When things go wrong Jose’s default position is to look for someone to blame. It was John Terry during his first stint at Chelsea, it was Sergio Ramos, Pepe and Iker Casillas at Real Madrid, it was Diego Costa, Eden Hazard and Eva Carneiro during his second stint at Chelsea and now it is Chris Smalling, Luke Shaw and Henrikh Mkhitaryan.
What has worked in Jose’s favour is that when things are going wrong, fans need someone to blame as well. They need someone to hold accountable and Jose satisfies that need by giving them someone to have a go at. The more objective fans try and look a bit deeper and view both sides of the coin but football is an emotional game where passions run high and so many times fans are easily persuaded to play the blame game.
Sir Alex said with pride at the Forum in Milan, "My job was to get a positive attitude into that team, for them to express themselves, never give in and enjoy playing for the club. That is sacrosanct.’’
Those who justify Jose Mourinho’s actions by saying Sir Alex would have done the same only need to read those words to realise that both men are on different sides of the spectrum.

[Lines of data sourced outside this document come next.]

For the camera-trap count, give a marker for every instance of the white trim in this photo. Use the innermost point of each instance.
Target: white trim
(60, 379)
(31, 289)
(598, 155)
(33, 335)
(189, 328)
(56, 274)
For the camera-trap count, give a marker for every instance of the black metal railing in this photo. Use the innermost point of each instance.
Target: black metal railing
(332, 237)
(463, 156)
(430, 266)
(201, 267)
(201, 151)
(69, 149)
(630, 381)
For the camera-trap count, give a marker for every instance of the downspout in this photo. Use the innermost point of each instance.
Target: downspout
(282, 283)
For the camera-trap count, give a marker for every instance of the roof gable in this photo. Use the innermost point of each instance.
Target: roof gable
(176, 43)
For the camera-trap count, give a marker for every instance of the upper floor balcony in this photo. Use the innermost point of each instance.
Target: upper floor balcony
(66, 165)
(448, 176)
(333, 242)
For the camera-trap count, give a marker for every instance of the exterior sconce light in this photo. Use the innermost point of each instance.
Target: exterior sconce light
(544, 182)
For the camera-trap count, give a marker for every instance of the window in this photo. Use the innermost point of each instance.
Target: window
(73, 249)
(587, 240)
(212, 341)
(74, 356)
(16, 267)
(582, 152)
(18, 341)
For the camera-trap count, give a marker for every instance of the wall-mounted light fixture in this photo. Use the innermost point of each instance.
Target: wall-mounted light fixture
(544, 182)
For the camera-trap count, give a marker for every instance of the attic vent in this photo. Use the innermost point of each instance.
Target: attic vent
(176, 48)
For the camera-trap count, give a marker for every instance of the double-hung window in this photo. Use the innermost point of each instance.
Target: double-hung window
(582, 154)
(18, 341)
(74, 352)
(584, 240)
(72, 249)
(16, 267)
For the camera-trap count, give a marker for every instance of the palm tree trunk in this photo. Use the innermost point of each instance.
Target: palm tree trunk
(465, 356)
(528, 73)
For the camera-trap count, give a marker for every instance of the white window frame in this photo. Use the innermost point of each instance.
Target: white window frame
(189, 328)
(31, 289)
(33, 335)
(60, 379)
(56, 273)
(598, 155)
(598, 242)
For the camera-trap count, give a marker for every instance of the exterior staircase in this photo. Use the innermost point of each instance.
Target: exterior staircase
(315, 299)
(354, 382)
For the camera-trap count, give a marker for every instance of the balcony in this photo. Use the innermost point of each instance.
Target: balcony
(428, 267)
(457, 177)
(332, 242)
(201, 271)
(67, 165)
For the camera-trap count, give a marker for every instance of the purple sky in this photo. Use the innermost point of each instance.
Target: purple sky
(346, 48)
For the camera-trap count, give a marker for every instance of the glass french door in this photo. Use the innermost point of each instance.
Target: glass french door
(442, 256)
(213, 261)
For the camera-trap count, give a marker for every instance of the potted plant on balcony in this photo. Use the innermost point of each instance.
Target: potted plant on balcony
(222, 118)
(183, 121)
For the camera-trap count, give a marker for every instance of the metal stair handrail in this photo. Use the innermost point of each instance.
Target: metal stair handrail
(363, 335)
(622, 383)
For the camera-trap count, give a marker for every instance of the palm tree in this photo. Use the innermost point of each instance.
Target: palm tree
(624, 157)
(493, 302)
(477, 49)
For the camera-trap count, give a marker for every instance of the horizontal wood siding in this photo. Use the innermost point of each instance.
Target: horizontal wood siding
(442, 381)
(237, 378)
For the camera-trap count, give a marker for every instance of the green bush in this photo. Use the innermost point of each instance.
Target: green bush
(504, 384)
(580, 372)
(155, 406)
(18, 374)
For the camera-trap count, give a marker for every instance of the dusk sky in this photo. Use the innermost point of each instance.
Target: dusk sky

Jose is a great manager to have when the team is winning or challenging for titles. Sir Alex is a great leader, a leader of men for all circumstances and there lies the difference.
For United’s sake the team has to start winning games in order to get the best side of its Portuguese manager otherwise be prepared for a season of soap opera and drama at Old Trafford. The game against Arsenal can’t come soon enough.